I have liked, had crushes, and yes, loved along the way. This singles journey has been both exciting and confusing. When I think of people who I felt so strongly about and now they are gone. Some are unreachable, some are partnered, and some are visible then invisible. It can be maddening at times.
For me the phenomenon of those we shared very strong feelings for just reappearing from time to time. Why? I watch this happen in other people’s lives as well. Did we not make the decision to terminate our possibility of being a couple back then? Are we unfinished business? Was there more to us than you thought?
I am watching someone now that means a lot to me go through this. She dated someone for years. It was on his terms and was never going anywhere. For years since he remained in the background on a friend level. But when she found someone who she was serious about, he shows back up. Now she appeals to him again.
I’m not talking about just her. It has not only happened to me, I have actually done this myself. It is in fact, a phenomenon. There must be something about the human condition that causes this. It can’t be love, because love would have stayed. It can’t be obsession, because obsession would have pushed consistently.
I’m lost on how to make sense of this. We all have regrets. God knows I have as many regrets as I do memories. There are people in my past that can still break my heart just thinking about what might have been. We leave a trail of heart pieces behind every time we think there is a chance at forever.
Being single at a time in life that seems so unnatural to be single is a hard pill to swallow. For me, I planned a future that looks nothing like the life I live today. I think most of us did. I worked hard and built a business that I had sold for 7 figures net, only to find it had all been embezzled away. I was a good husband and father, yet today, that life is just a memory behind a very dark cloud.
We all planned a different life than we have today. We all did what we thought was the right things to get there. Most of us are not living what we knew we would live. For me, I missed it by a lot. My regrets are many and my mistakes are even more than that.

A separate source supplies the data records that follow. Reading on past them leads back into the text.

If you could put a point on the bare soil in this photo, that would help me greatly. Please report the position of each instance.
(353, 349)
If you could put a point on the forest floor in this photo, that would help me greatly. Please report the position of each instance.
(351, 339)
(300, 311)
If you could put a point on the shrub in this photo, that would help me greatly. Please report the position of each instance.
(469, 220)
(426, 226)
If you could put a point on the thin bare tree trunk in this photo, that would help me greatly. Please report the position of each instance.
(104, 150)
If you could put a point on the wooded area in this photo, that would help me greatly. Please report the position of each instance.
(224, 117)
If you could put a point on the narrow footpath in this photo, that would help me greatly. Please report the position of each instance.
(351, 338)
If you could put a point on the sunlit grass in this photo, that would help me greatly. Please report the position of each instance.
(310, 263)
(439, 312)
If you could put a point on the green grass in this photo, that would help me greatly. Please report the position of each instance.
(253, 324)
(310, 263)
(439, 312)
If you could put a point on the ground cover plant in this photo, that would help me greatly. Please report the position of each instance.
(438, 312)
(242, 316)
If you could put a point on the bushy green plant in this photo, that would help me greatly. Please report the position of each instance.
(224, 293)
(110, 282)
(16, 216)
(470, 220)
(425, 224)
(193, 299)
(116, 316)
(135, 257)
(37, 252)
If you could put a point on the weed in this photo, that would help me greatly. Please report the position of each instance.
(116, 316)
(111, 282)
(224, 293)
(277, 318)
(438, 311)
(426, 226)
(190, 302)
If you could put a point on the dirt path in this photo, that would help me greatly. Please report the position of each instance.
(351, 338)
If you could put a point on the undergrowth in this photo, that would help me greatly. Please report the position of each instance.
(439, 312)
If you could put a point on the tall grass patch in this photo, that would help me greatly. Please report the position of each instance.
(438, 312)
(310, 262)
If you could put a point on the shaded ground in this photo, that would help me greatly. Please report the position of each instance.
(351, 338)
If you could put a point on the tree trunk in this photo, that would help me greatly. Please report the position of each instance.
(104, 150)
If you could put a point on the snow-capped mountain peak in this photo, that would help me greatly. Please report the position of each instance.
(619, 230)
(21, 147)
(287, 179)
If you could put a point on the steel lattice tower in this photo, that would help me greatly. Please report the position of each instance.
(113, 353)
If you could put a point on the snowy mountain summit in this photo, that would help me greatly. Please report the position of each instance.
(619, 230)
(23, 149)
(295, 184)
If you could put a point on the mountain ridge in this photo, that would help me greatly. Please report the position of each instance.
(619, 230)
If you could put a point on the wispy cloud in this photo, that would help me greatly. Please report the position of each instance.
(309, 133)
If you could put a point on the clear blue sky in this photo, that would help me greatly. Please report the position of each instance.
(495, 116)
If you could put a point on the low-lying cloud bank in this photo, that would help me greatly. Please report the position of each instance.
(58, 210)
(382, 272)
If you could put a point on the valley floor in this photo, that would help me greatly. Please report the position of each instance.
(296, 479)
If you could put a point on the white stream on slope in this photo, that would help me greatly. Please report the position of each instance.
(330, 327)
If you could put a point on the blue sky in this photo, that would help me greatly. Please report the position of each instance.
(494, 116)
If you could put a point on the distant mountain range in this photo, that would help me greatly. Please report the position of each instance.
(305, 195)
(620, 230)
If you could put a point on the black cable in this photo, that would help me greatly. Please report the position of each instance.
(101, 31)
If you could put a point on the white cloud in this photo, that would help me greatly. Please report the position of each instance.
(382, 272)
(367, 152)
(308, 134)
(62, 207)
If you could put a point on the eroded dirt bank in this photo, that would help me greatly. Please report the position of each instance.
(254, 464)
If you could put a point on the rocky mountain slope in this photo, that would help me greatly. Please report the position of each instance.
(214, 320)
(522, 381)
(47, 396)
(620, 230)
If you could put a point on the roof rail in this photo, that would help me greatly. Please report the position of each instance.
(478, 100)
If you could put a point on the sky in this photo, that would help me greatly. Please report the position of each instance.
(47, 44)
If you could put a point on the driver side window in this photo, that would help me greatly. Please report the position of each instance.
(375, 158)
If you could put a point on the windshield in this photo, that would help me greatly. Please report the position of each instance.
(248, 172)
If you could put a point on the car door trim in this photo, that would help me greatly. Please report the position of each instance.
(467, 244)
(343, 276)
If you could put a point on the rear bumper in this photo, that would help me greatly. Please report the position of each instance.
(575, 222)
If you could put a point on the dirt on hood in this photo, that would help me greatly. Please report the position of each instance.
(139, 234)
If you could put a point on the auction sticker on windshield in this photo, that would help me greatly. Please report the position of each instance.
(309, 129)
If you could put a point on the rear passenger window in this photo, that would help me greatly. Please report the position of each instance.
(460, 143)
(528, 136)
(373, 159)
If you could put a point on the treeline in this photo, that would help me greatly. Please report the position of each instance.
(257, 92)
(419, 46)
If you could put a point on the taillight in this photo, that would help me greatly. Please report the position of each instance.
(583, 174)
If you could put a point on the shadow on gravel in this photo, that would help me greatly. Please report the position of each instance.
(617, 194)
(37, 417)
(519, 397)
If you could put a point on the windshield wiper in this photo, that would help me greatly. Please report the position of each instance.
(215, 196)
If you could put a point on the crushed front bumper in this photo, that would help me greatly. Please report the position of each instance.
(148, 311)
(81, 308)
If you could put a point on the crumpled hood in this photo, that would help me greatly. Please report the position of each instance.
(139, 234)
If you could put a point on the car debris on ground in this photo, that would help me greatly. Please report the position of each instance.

I explained my mistakes and regrets to try to explain what may be happening with recycled love. Maybe we or they show back up because they are scared they will have regrets about us. Or maybe because they are afraid us not making it together will have been a mistake. Maybe when we see an ex with someone else it gives us pause about what might have been.
Or, maybe we are all damaged, confused and lonely. I am or have been all 3. I’m guessing you have too.. Stay safe out there my single friends. Understanding this journey is seldom easy and mostly puzzling. Work on being the best version of you that you can be. I believe great things happen when we do that.